Mosquitos are most active at night. You can reduce the risk of being bitten by wearing repellent and long sleeves. Emptying standing water in outdoor containers, cleaning gutters, changing birdbaths frequently, and keeping swimming pools properly treated helps reduce mosquito breeding areas.
Houseflies can spread some 200 pathogens and parasites to humans. The tsetse fly is another dangerous variety, spreading sleeping sickness. Caused by a parasite, sleeping sickness enters the central nervous system where it causes deep coma and death. About 250,000 to 300,000 people die each year in Central Africa from sleeping sickness.
Bees and Wasps
There are 20,000 species of bee, including social, solitary, and parasitic. Bee attacks generally occur when people stumble into a nest or otherwise provoke bees.
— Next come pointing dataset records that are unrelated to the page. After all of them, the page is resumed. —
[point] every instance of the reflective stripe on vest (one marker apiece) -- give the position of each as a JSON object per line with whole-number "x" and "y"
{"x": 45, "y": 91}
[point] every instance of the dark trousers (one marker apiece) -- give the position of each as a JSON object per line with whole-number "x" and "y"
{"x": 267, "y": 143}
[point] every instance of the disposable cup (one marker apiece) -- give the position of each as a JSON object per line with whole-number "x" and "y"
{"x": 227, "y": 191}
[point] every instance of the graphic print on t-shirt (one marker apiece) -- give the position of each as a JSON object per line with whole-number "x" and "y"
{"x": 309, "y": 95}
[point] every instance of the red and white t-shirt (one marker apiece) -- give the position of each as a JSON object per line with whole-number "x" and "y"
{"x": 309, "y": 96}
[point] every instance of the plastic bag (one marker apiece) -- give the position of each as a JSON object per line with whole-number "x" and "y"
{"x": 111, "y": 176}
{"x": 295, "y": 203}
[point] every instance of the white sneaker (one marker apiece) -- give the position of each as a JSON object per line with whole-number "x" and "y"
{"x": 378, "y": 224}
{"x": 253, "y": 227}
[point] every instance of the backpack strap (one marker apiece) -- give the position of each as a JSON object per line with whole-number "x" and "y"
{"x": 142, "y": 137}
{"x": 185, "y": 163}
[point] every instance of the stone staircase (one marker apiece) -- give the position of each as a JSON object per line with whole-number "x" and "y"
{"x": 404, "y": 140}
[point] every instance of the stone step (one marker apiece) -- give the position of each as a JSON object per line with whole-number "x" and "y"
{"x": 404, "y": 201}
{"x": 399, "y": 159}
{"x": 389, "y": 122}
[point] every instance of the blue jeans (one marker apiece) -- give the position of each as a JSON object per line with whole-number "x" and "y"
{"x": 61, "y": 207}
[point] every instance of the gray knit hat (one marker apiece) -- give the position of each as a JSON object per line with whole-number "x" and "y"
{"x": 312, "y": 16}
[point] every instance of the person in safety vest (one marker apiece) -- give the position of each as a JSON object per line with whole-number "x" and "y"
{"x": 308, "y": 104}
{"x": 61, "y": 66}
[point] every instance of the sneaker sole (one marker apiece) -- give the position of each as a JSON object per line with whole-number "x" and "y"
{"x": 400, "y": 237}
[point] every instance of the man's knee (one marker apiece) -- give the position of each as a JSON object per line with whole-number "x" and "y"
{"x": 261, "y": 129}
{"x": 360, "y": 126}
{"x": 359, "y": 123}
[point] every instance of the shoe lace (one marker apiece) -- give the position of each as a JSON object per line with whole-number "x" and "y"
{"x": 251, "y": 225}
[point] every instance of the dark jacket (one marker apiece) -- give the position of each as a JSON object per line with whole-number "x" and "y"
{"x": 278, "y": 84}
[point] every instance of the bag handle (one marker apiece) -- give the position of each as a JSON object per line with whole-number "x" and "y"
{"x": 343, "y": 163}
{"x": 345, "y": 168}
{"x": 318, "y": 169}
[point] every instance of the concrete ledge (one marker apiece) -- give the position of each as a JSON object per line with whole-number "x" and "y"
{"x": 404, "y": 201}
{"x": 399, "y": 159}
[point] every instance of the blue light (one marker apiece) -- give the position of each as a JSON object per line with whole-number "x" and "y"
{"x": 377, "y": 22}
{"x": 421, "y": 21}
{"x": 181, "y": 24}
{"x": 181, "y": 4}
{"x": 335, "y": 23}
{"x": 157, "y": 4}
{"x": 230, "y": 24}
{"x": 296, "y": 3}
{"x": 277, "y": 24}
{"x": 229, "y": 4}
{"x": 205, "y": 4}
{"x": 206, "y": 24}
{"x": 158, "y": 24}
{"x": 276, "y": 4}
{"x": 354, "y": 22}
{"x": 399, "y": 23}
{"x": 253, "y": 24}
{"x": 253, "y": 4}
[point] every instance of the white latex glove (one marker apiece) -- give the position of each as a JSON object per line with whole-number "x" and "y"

Africanized honeybees, also known as ‘killer bees,’ are an exception. They were created when African bees were brought to Brazil in 1956 to breed a better honeybee. The effort failed and the bees escaped. They have killed 1,000 people as they have moved north through Central America to the southwestern U.S. The aggressive Africanized bees deliver a nightmarish, agonizing death by swarming all over their victim. In the Southwest, they have killed animals as large as horses.
There are also about 20,000 species of wasp, including hornets and yellow jackets. Unprovoked wasp attacks are very rare. Wasps usually sting to subdue prey or in self-defense. People may be stung if wasps have been attracted to their food, or they have inadvertently disturbed a nest. Unlike bees, wasps can sting repeatedly, however.
Bedbugs, parasitic worms, and fleas are also leading killers of humans. Fleas spread by rodents cause plague. In the 14th century, plague killed three-quarters of the population of Europe. Plague is rare today and can usually be treated.